Ray Palmer is director of Suros Capital

Can intermediaries look beyond bricks and mortar to see how other assets can be used to act as security for a loan?

If we strip away all the paraphernalia surrounding individual eligibility for a mortgage, when it comes right down to it from a lender’s point of view, the acid test is whether the property being put up as security, will, in the event of foreclosure, cover the principal borrowed plus any arrears that have built up.

Everything else to do with customer affordability, credit profile, past history is subordinate, because without suitable security, no matter how eligible a customer might be, the rest of the checks and balances are wholly irrelevant.

In our highly regulated world, it is easy to forget that although the customer’s needs and circumstances are rightly central to establish eligibility for granting a mortgage or loan, the lender still needs to ensure that in the event of a worst case scenario, the funds borrowed are sufficiently covered by the asset on which the mortgage was granted. Without that security, there is no transaction.

This is why I believe that the intermediary sector has developed a blind spot to the advantages presented by luxury asset lending as an alternative security source.

While we are quite happy to consider houses and business premises as suitable objects on which to raise money, why won’t banks and other lenders consider watches, jewellery, antiques, art or classic cars, as equally suitable?

Naturally, a lender would need to have the necessary expertise on hand to assess the value of the asset and of course, there is the question of where assets like these would be lodged securely.

With bricks and mortar, you know that it is too big to steal, while other asset types would have to be kept in suitably secure locations, which would only add to the expense.

But if we leave aside those practical challenges, the question then boils down to eligibility. Of course, it follows that the kind of people to whom this kind of borrowing might appeal are going to be asset rich and have jewellery or art of such value that they can be used effectively as security.

However, it constantly surprises me that unless an introducer has specifically asked the question about other assets in the factfind, no one will know there is an alternative and clients will be unaware that their luxury assets could be repurposed as security for a short-term loan if only they had been part of the initial discussion.

The other huge advantage of borrowing against a luxury asset is the ‘getting back to basics’ nature of the transaction. This is stripped down lending that asks simply whether the asset is worth enough to support a loan.

It is not about the borrower, their income, credit record or ability to repay. This is the simplest secured borrowing and lending relationship ever devised.

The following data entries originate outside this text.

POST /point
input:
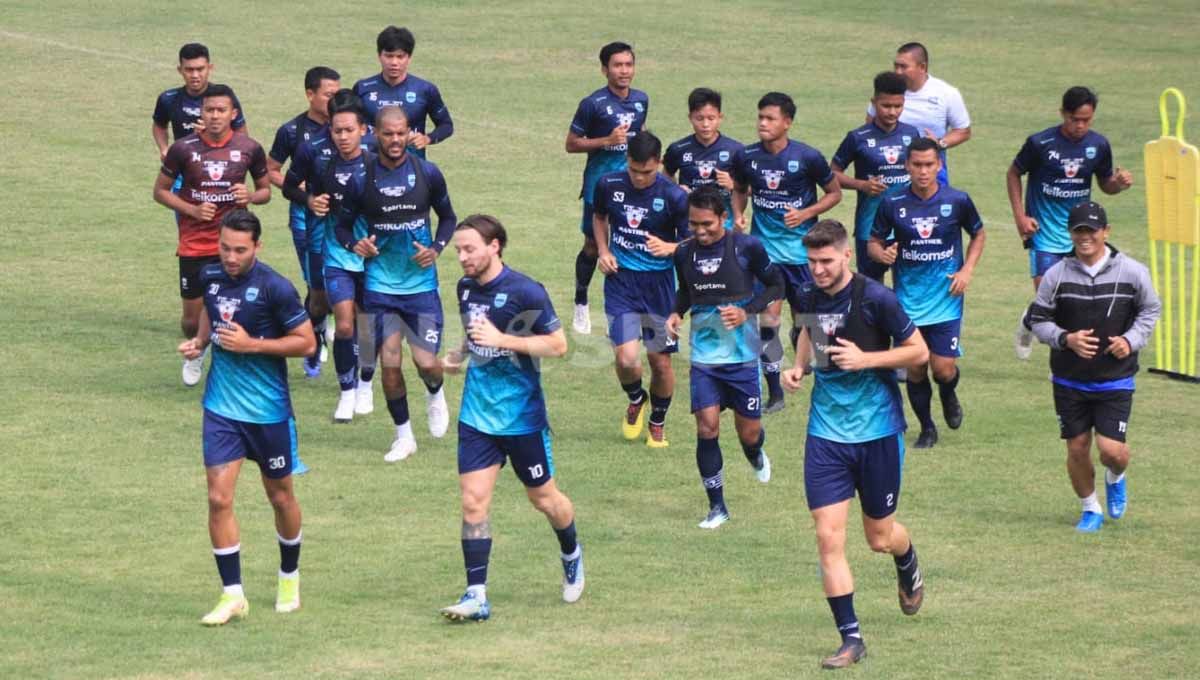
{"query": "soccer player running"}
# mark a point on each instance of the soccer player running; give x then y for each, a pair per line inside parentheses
(859, 335)
(706, 156)
(931, 276)
(639, 218)
(1061, 162)
(781, 175)
(211, 168)
(1096, 308)
(877, 150)
(395, 196)
(395, 86)
(604, 124)
(718, 270)
(503, 414)
(930, 104)
(343, 270)
(253, 319)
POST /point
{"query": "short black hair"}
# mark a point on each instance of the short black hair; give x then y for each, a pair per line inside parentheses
(313, 77)
(702, 97)
(1079, 96)
(707, 197)
(826, 233)
(917, 50)
(889, 83)
(612, 48)
(645, 146)
(343, 101)
(241, 220)
(489, 228)
(219, 90)
(395, 38)
(785, 103)
(193, 50)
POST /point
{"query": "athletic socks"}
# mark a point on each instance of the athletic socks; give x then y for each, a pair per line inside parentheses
(659, 407)
(708, 461)
(585, 269)
(754, 451)
(289, 553)
(567, 540)
(843, 608)
(919, 396)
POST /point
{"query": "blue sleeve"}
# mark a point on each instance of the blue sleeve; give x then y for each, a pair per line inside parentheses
(439, 198)
(286, 305)
(1027, 158)
(845, 155)
(441, 116)
(582, 120)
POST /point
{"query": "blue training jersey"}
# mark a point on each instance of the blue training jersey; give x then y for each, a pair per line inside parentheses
(503, 393)
(1060, 179)
(634, 214)
(852, 407)
(598, 115)
(250, 387)
(420, 100)
(875, 154)
(930, 236)
(697, 164)
(777, 182)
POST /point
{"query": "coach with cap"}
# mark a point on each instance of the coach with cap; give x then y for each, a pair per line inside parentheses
(1095, 308)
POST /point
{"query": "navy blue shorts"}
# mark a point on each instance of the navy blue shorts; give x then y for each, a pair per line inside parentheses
(315, 271)
(533, 459)
(730, 386)
(1042, 260)
(271, 446)
(637, 305)
(417, 316)
(867, 266)
(343, 284)
(833, 471)
(943, 337)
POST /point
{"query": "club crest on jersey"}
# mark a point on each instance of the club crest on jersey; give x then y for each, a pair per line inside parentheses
(708, 266)
(924, 226)
(773, 178)
(634, 215)
(215, 169)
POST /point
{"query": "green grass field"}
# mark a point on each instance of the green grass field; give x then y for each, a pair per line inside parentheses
(105, 560)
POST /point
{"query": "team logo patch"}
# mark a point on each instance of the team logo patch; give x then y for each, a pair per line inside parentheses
(634, 215)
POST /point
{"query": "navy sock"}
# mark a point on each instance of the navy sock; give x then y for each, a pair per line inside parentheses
(289, 553)
(659, 407)
(229, 564)
(634, 391)
(708, 461)
(474, 557)
(754, 451)
(567, 541)
(399, 409)
(585, 269)
(843, 607)
(919, 396)
(345, 362)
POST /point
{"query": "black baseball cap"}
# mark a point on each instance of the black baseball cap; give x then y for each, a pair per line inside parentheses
(1089, 215)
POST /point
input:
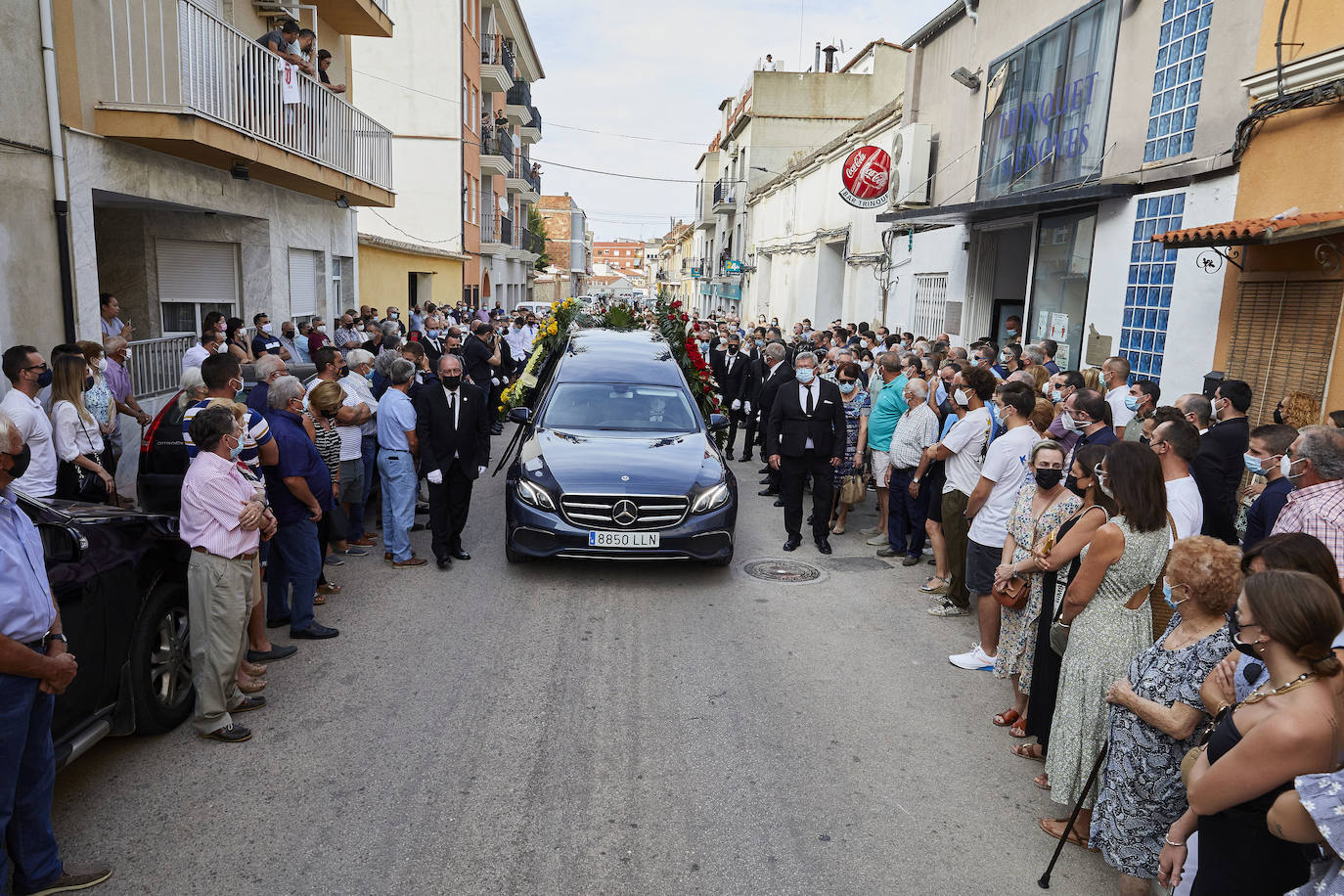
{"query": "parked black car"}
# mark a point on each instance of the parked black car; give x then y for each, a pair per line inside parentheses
(617, 461)
(119, 579)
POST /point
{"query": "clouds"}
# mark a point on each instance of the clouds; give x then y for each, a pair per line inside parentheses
(660, 70)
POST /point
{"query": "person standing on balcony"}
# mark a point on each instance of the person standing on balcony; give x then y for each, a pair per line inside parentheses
(324, 62)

If asset A is valued at £x the customer is eligible to borrow a percentage of the value of the asset over an agreed term. The asset is held by the lender and repayment can be made at any time within the agreed term. In the event of non-payment, the asset is sold, the loan and accrued interest repaid and any surplus returned to the borrower.

Very simple, very fair. But more importantly, after experiencing our complex and regulated world, this kind of transaction is refreshing in its simplicity.

It is fast, free from unnecessary administration and intrusion into personal finances and customer circumstances and carries no charges for either valuation or legal fees.

At Suros Capital, we believe it is time to look beyond bricks and mortar as the only acceptable security for short term loans. Luxury assets are a versatile alternative and it is time that more customers were made aware that short term borrowing solutions do not have to rely on having a house to back it up.